Fernando Lago – 18 de Abril de 2010
13 de abr. de 2010
Crime Organizado
- É um assalto!
- Como assim?
- Assalto, assalto, ué! Passa a grana, fica quietinho, não olha pra mim... essas coisas, tá ligado?
- Eu sei o que é um assalto, mas francamente! São nove da manhã! Isso não é hora de assaltar!
- Como não é hora? De que época você é, meu filho? Assalto agora é qualquer hora...
- Tá, nisso o senhor tem razão... Mas e essa arma ai?
- Que tem minha garrucha?
- Deixa eu ver ela aí...
- Tó! Que é agora?
- Não acha que ela está meio velha não?
- Que isso, rapá? Tá maluco? Tu me respeite, que eu estou no ramo há mais de dez anos; não admito esse tipo de depreciação!
- Me respeite o senhor! Se o senhor vai me assaltar, que seja pelo menos com uma arma decente!
- Olha, você já me cansou! Dá minha arma pra cá!
- Tamo, essa merda!
- Agora vai passando logo a grana aí, antes que eu te pipoque!
- Epa, calma lá! Não é só assim não! Que isso? Não existem mais leis neste país?
- Cara, tu tá pedindo!
- Tô pedindo mesmo! Quero ver o registro desta arma aí!
- O registro?
- Sim! E o seu registro também! Quero saber se você é associado da ANABA, Associação Nacional dos Assaltantes e Bandidos Afins.
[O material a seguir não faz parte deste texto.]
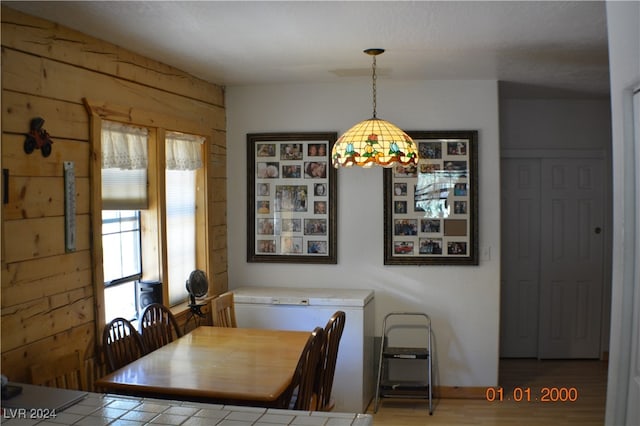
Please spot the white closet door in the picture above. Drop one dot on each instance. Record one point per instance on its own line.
(520, 257)
(571, 273)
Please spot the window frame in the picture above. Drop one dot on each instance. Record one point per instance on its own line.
(153, 245)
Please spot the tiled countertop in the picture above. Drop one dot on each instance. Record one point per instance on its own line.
(108, 409)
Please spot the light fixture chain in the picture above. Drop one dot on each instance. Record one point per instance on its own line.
(373, 78)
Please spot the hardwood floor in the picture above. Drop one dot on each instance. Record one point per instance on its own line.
(588, 378)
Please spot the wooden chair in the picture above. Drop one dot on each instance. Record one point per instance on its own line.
(66, 372)
(158, 327)
(122, 343)
(327, 365)
(223, 313)
(300, 393)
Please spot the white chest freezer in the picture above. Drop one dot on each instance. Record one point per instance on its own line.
(304, 309)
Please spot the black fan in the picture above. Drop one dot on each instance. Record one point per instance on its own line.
(197, 286)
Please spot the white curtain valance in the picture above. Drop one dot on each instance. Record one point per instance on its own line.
(183, 151)
(123, 146)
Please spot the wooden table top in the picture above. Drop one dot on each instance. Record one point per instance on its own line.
(215, 363)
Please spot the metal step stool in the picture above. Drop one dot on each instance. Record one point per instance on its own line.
(415, 327)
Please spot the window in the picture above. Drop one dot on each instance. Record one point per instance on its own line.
(139, 216)
(122, 266)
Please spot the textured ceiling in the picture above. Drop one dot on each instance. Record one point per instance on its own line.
(543, 46)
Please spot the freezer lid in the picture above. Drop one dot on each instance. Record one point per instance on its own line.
(303, 296)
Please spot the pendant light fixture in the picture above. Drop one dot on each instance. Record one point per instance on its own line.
(374, 141)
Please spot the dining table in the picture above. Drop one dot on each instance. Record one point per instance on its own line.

- Ih, caramba, a carteirinha da ANABA eu esqueci
- Serve, deixa eu ver aí...
- Tá tudo legalizado, em dia, tem nada vencido.
- Hum...
- Tudo beleza? Passa a grana agora?
- Hum... Epa! Calma aí, calma aí, calma aí...
- Que foi?
- Segundo está escrito aqui sua área de atuação vai do Centro até Bela Vista...
- E daí? Aqui ainda é Centro!
- Aí é que o senhor se engana! O Centro acaba logo ali, na Rua Medeiros. Aqui já é Santa Misericórdia...
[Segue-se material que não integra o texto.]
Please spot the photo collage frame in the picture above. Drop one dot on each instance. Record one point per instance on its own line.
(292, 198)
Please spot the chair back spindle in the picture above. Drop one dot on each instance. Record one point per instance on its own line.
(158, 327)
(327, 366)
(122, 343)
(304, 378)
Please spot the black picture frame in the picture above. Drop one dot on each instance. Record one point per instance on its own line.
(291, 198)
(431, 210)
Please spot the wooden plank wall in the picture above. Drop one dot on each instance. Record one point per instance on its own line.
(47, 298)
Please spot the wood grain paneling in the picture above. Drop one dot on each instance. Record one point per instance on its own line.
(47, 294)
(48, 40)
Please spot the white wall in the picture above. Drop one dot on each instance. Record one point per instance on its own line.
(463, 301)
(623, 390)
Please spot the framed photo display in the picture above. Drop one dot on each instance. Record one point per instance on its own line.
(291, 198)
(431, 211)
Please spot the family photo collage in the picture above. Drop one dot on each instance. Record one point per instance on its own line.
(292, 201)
- Mas que merda, eu sempre confundo...
- Azar, hein! Desculpe, foi uma honra!
- Peraí, véi, vamo negociar! São apenas cem metros até a Medeiros... Você bem que poderia dar uns dez passinhos grandes para trás, hein...
- Desculpe, meu caro bandido, dura lex sed lex!
- Que merda! Eu odeio burocracia! Odeio, odeio!
- Eu também, meu caro, eu também... até mais ver!
Fernando Lago – Abril de 2010
10 de abr. de 2010
Reencontro (Malu)
Foi o caso que tive de voltar ao Rio para resolver certo negócio envolvendo um sobrinho meu muito querido, cujo pai – meu irmão – falecera com a confiança de que eu o trataria como ao meu próprio filho.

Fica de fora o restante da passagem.